The addict, like the consumer, purchases some good that initially delivers tremendous satisfaction — in the case of the most impressive psychoactive drugs, a feeling of euphoria that is consistently described as the most extraordinary moment in the users’ lives. The effect, however, wears off relatively quickly. Eager to recapture that experience, the user makes another purchase. This time around, though, the effect is subtly not quite as powerful, and perhaps it wears off more quickly — prompting another purchase, which while still satisfying, is just a bit less so. And on it goes. Lather, rinse, repeat. But the worst addictions don’t just level off at a depressing (and expensive) steady state of minimal satisfaction. To depict them we have to extend our y-axis into negative territory:
In the long run, with the most addictive substances and behaviors, the satisfaction from each additional unit is actually negative — unsatisfying and destructive — yet the user is so entrenched in the pattern, still clinging to the memory of those first euphoric hits, that he or she is unable to escape. With the worst addictions, apart from the grace of God, the pattern always and only ends in the premature death of the user, caught in a downward spiral that began with beautiful bliss.
PRACTICES
There is, however, another path toward satisfaction that is different altogether from the reward curve of purchases and addictions, and some of us were fortunate to discover it early on. We can illustrate it with a very different kind of play: not playing a CD or an MP3, but playing a musical instrument — say, a violin.

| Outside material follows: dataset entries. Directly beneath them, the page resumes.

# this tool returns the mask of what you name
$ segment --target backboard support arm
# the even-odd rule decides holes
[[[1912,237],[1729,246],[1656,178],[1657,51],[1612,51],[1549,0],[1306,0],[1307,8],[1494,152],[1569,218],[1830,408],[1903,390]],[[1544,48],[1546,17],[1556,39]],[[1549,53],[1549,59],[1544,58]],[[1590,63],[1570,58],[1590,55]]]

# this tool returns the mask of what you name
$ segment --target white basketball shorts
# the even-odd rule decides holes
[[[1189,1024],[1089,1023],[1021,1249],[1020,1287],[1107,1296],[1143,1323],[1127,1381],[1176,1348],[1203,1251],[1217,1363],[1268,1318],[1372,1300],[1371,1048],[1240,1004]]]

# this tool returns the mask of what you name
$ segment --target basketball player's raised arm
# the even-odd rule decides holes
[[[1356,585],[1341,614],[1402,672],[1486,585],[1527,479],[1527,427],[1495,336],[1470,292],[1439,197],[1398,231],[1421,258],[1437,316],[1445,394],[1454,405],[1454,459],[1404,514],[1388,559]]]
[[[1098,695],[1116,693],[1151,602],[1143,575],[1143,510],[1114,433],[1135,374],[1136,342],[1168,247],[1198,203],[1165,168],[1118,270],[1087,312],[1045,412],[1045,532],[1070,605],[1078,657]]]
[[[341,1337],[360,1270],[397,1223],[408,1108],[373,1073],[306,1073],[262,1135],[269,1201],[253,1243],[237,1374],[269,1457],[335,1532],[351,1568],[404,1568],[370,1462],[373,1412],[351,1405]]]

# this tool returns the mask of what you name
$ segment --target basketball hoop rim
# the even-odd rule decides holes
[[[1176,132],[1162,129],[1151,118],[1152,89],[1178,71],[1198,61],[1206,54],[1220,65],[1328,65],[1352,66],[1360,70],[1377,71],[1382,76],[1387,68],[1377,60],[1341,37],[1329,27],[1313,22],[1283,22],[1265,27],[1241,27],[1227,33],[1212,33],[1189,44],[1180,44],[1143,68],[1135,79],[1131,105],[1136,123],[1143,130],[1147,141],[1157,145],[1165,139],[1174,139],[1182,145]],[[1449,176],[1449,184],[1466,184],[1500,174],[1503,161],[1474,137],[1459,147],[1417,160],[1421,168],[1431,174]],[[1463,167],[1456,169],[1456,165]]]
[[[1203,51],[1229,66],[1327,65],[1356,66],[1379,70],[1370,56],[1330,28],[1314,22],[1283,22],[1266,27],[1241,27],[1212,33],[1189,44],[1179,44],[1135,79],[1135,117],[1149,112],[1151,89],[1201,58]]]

What happens when we begin to play the violin, the first time we pick up that beautifully crafted instrument and draw the bow across the strings? Well, I have an eight-year-old daughter studying violin right now, and I can tell you that first moment of play definitely does not produce satisfaction. The instrument screeches. It’s horribly out of tune. Cats all over the neighborhood run for cover. When you start to play the violin, you start out deep in negative satisfaction.

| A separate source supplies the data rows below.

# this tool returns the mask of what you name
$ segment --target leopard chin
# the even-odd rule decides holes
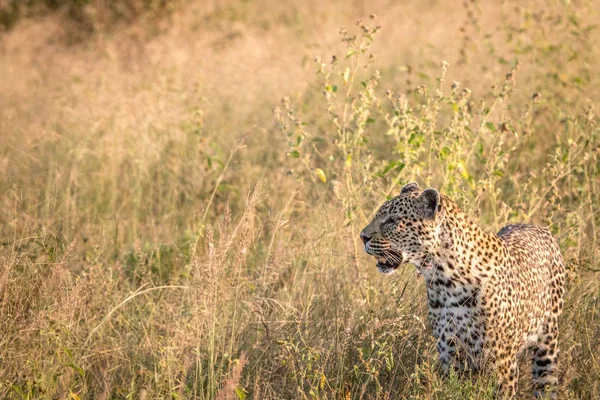
[[[397,253],[394,253],[394,256],[396,259],[402,259],[402,256]],[[385,256],[376,256],[375,258],[377,260],[377,269],[384,275],[393,274],[401,265],[401,263],[393,261]]]
[[[377,270],[378,270],[380,273],[382,273],[383,275],[391,275],[391,274],[393,274],[394,272],[396,272],[396,270],[397,270],[397,269],[398,269],[398,266],[397,266],[397,265],[396,265],[396,266],[389,267],[389,266],[387,266],[387,265],[384,265],[384,264],[377,263]]]

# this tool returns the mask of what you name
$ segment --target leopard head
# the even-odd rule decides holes
[[[420,190],[411,182],[379,208],[360,238],[367,254],[377,260],[381,273],[391,274],[406,263],[420,268],[439,242],[442,217],[439,192],[432,188]]]

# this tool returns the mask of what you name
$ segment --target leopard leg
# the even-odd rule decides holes
[[[550,318],[543,327],[531,358],[534,395],[555,399],[558,384],[558,320]]]
[[[517,394],[517,381],[519,378],[517,353],[515,351],[507,351],[498,355],[496,374],[498,376],[498,398],[514,398]]]
[[[558,318],[564,305],[564,263],[560,253],[554,260],[554,276],[550,283],[551,301],[546,320],[541,326],[533,357],[534,395],[537,398],[555,399],[558,389]]]
[[[456,341],[450,335],[444,333],[438,339],[437,350],[442,372],[444,375],[448,375],[456,364]]]

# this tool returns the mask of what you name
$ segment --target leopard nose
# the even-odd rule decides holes
[[[362,232],[360,233],[360,238],[361,238],[361,240],[363,241],[363,243],[367,243],[369,240],[371,240],[371,236],[367,235],[367,234],[365,233],[365,231],[362,231]]]

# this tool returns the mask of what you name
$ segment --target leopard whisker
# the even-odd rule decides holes
[[[390,259],[391,261],[393,261],[396,264],[400,264],[402,262],[401,257],[397,256],[396,254],[394,254],[391,251],[386,251],[386,252],[384,252],[384,254],[385,254],[386,258]]]

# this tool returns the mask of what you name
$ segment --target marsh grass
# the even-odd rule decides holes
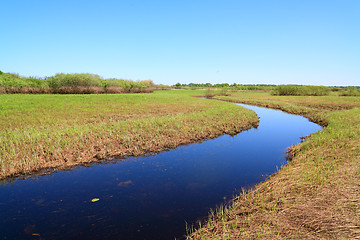
[[[356,239],[360,235],[360,98],[234,93],[218,99],[302,113],[326,123],[267,181],[188,239]],[[316,116],[313,116],[313,115]]]
[[[190,94],[0,95],[0,176],[160,152],[258,121],[250,110]]]

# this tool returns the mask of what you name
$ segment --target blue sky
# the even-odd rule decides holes
[[[0,70],[360,85],[359,0],[4,0]]]

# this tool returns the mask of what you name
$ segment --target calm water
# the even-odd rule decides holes
[[[0,239],[181,238],[185,222],[263,181],[286,163],[287,147],[321,129],[300,116],[246,107],[260,125],[234,137],[0,186]]]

And that’s where you stay for quite a while.
Day after day, month after month, every time you try to play the violin, it is work — hard, slow, unsatisfying work. For the first year or more, the satisfaction curve pretty much looks like this:
But, if you keep at it, practicing daily, enduring the screeches and squawks, the out-of-tune notes, the tired left hand and the sore right arm, eventually, one day, maybe a few years down the road, you pick up the violin and something satisfying happens.
You’re not Itzhak Perlman, not by a long shot, but you play something that sounds like, well, music — rich and lovely and alive.
And if you keep practicing, your satisfaction starts to gradually lift off from the very slight satisfactions of keeping notes in tune and occasionally coaxing a decent tone out of the instrument, to the satisfactions of being able to play whole pieces with something that approaches grace.
And here’s the really interesting thing about the satisfaction curve associated with learning to play the violin, so very different from playing an MP3. It keeps going up for a very long time. It may never go down. My wife Catherine played violin as a child, then set it aside as school and work and family took up her time. But when our daughter started studying violin, Catherine picked her own violin up again. She is enjoying it every bit as much as she did in high school — which is more than you can say for much of the popular music that was playing at her high school prom. That’s not so much because the music is different — the kind of play is different. It is almost a shame that we use the same word for both experiences. Playing the violin, after those initial years of work and frustration and very often tears, never stops being satisfying.